ST. PAUL, Minn. (AP) — Twin Metals Minnesota formally submitted a plan to regulators Wednesday for an underground copper-nickel mine near Ely in northeastern Minnesota, a project that has drawn fierce opposition because it would sit just upstream from the Boundary Waters Canoe Area Wilderness.
Company officials said in interviews that the mine is designed to prevent pollution from reaching the wilderness while creating about 765 full-time mining jobs and more than 1,500 spinoff jobs, plus thousands of construction work hours for union labor.
“For those communities, this is going to be an incredible opportunity for development, for generations to come, really,” Twin Metals spokeswoman Kathy Graul said.
Twin Metals, which is owned by Chilean mining giant Antofagasta PLC, says it has spent more than $450 million developing the project.
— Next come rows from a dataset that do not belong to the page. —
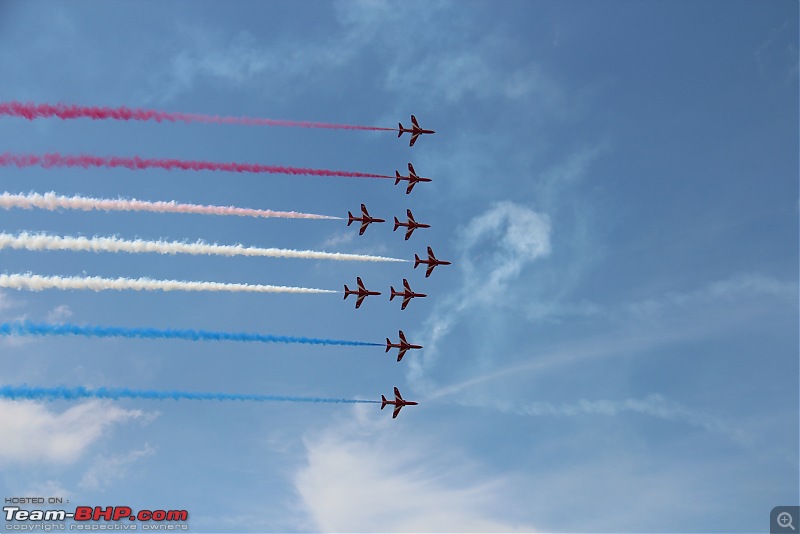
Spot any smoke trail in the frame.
[0,273,340,293]
[0,102,397,132]
[0,321,383,347]
[0,191,342,220]
[0,386,380,404]
[0,232,407,262]
[0,152,394,179]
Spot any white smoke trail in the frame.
[0,191,342,220]
[0,273,341,293]
[0,232,408,262]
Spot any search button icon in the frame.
[776,512,794,530]
[769,506,800,534]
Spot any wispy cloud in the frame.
[293,412,535,532]
[47,304,73,323]
[409,201,551,390]
[484,393,753,445]
[78,444,156,490]
[0,401,144,464]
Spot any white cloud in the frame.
[0,400,143,464]
[627,273,798,318]
[47,304,72,323]
[488,394,753,445]
[409,201,551,389]
[79,444,156,490]
[294,410,535,532]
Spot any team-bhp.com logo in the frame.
[3,506,189,530]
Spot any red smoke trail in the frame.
[0,152,394,178]
[0,102,397,132]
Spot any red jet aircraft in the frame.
[414,247,450,278]
[394,163,433,195]
[389,278,428,310]
[344,276,381,309]
[392,210,431,241]
[386,330,422,362]
[381,387,419,419]
[347,204,386,235]
[397,115,436,146]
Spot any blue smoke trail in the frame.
[0,321,384,347]
[0,386,381,404]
The filing launches what’s expected to be a lengthy environmental review and permitting process for what would be Minnesota’s second copper-nickel mine. Julie Padilla, Twin Metals’ chief regulatory officer, said the company hopes to complete the process in five to seven years. That could be optimistic, given that Minnesota’s first planned copper-nickel mine, the PolyMet project, took well over a decade to clear those hurdles.
Emotions have run high because of the proximity of the proposed Twin Metals mine to the Boundary Waters, the country’s most-visited federally designated wilderness area. The area spans more than 1 million acres and has more than 1,000 lakes.
President Barack Obama’s administration tried to kill Twin Metals by refusing to renew the company’s mineral rights leases, saying the threat of acid mine drainage was an unacceptable risk to the wilderness. But President Donald Trump’s administration resurrected the project by granting those leases and canceling a study that could have led to a ban on mining in the area. Opponents are challenging that in federal court, with a hearing set for Friday in Washington.
Twin Metals’ opponents called on Democratic Gov. Tim Walz to block even the opening of the environmental review process. Once it gets going, they said, it will be difficult for the state to stop the project.
Minnesota’s existing environmental standards aren’t adequate to protect as pristine as the wilderness area because they allow for some degradation of air and water quality, said Tom Landwehr, executive director of the Campaign to Save the Boundary Waters.
He also said the process doesn’t consider the effects on people who earn their livings from the wilderness area or the impacts on property values.
“The decision that the state gets to make is, ‘Will this project meet state standards?’” Landwehr said. “If yes, check the box. If no, check the other box. There’s nothing in there that says, ‘OK, you know, at the end of the day I just think this is a bad project, I’m not going to approve.’”
In his former job as head of the state Department of Natural Resources, Landwehr approved the environmental review and key permits for PolyMet. But that project sits in a different watershed that doesn’t flow into the Boundary Waters.
The state agency last month said it would prepare its own environmental impact statement for Twin Metals, independent of the federal review by the Interior Department’s Bureau of Land Management. Twin Metals opponents said that was a sign that the agency doesn’t trust the Trump administration to conduct a proper review. Trump issued an executive order this year aimed at speeding up the process, with a goal of completing studies within a year and limiting the length to 150 to 300 pages.
A central argument against both the Twin Metals and PolyMet mines is that the vast but untapped reserves of copper, nickel and platinum group metals under northeastern Minnesota are bound up in sulfide minerals that can leach sulfuric acid and other pollutants when exposed to air and water.
But Graul, the Twin Metals spokeswoman, said the company’s design would avoid acid mine drainage by preventing the exposure of sulfide-bearing rock to the elements. The company plans to bury the waste bedrock in old portions of the underground mine, and to remove nearly all sulfides from ore-bearing rock during processing.
About half of the sandy tailings remaining after processing would be returned to the mine and cemented as backfill, she said, while the rest would be compacted above ground into a “dry stack,” a hill that would reach 120 feet (37 meters) and get covered with soil and native vegetation. The stack would be impervious to precipitation, she said, and the remaining traces of sulfides would be too low to generate any acid.
The processing plant, connected by 1.25-mile (2-kilometers) long tunnels to the mine itself, would produce copper, nickel-cobalt and palladium-platinum-gold concentrates that would be trucked away in containers and probably shipped via the Duluth harbor to Canada for refining, Graul said.
Critics are skeptical that dry-stacked tailings won’t pollute.
“It’s going to be a permanent blight on that landscape that will be leaching toxic waste into the groundwater and surface water permanently,” Landwehr said.
Padilla acknowledged that Twin Metals can’t say the project poses no risks to the Boundary Waters.
“Every development, every human endeavor engages in risk,” she said. “The regulatory process is established to put boundaries around those risks, to mitigate them, to put standards in place to allow projects to move forward.”